The Supreme Court has long been divided between five justices appointed by Republicans and four by Democrats.
If Obama appoints a fellow Democratic-leaning justice to replace the deeply conservative Scalia, he would tip the Court's balance, giving the liberals an advantage that could endure well beyond the president's tenure.
A liberal majority would carry deep implications on a number of issues, particularly on abortion rights and racial policy.
The reaction in the wake of Scalia's death has been entirely partisan.
Senate Democratic Leader Harry Reid and other Democrats demanded the GOP-controlled Senate pledge to confirm a new nominee before Obama leaves office. But Republicans, including Senate Majority Leader Mitch McConnell, said that the new president, not Obama, should be allowed to pick the new justice.
So will Obama publicly campaign to demand the Senate fill the open seat? Will he suggest a more centrist or conservative justice who Republicans might consider backing?
The dynamic is unpredictable, bitterly partisan and sure to upend the 2016 campaign. But here's a briefer on how the process of a Supreme Court justice's appointment and confirmation typically works:
According to the "Appointments Clause" of the Constitution, the president "shall nominate, and by and with the Advice and Consent of the Senate, shall appoint ... Judges of the Supreme Court."In the modern era, that means a lengthy Senate confirmation process for an enormously influential post that lasts from a justice's swearing-in until his or her death or retirement. (In rare cases in history, president have made "recess appointments" to the Supreme Court without the approval of Congress, but those appointments have expired at the end of the Congressional session rather than being lifetime posts. But the last president to do so was Dwight Eisenhower.)Once a president announces the White House's choice to fill a Supreme Court vacancy, that person must first fill out paperwork about his or her background and finances, while the FBI conducts a background check.Since 1925, nominees have first been considered by the bipartisan Senate Judiciary Committee, which currently has 20 members -- 11 Republicans and 9 Democrats.

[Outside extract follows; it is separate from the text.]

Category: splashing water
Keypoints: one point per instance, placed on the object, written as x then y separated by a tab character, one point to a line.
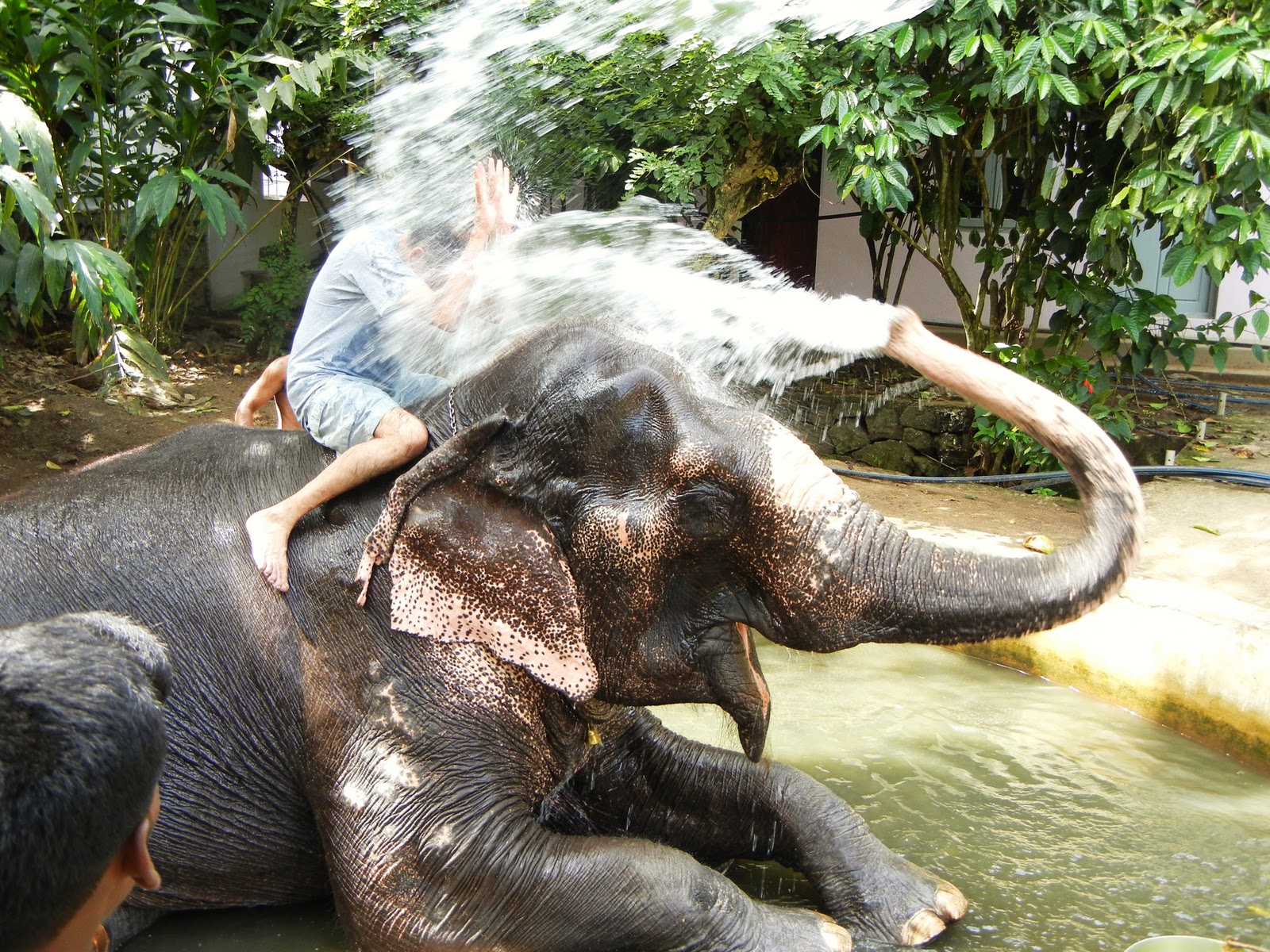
671	286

The panel investigates the background of the potential justice and prepares questions, while the nominee traditionally does "courtesy calls" on Capitol Hill to meet with individual senators in advance of the hearing.The hearings themselves have become huge media spectacles, with the nominee answering a battery of question about past decisions, judicial ideology and professional qualifications.After those high-stakes hearings have concluded, the committee members vote on the nominee -- but no matter how their assessment goes, the nomination is typically sent to the full Senate for a vote.In 2013, Senate Democrats amended filibuster rules to require only a simple majority - and not a three-fifths vote -- to end debate on executive branch nominations and federal judicial appointments. But Supreme Court appointments still essentially require the consent of 60 senators to go forward.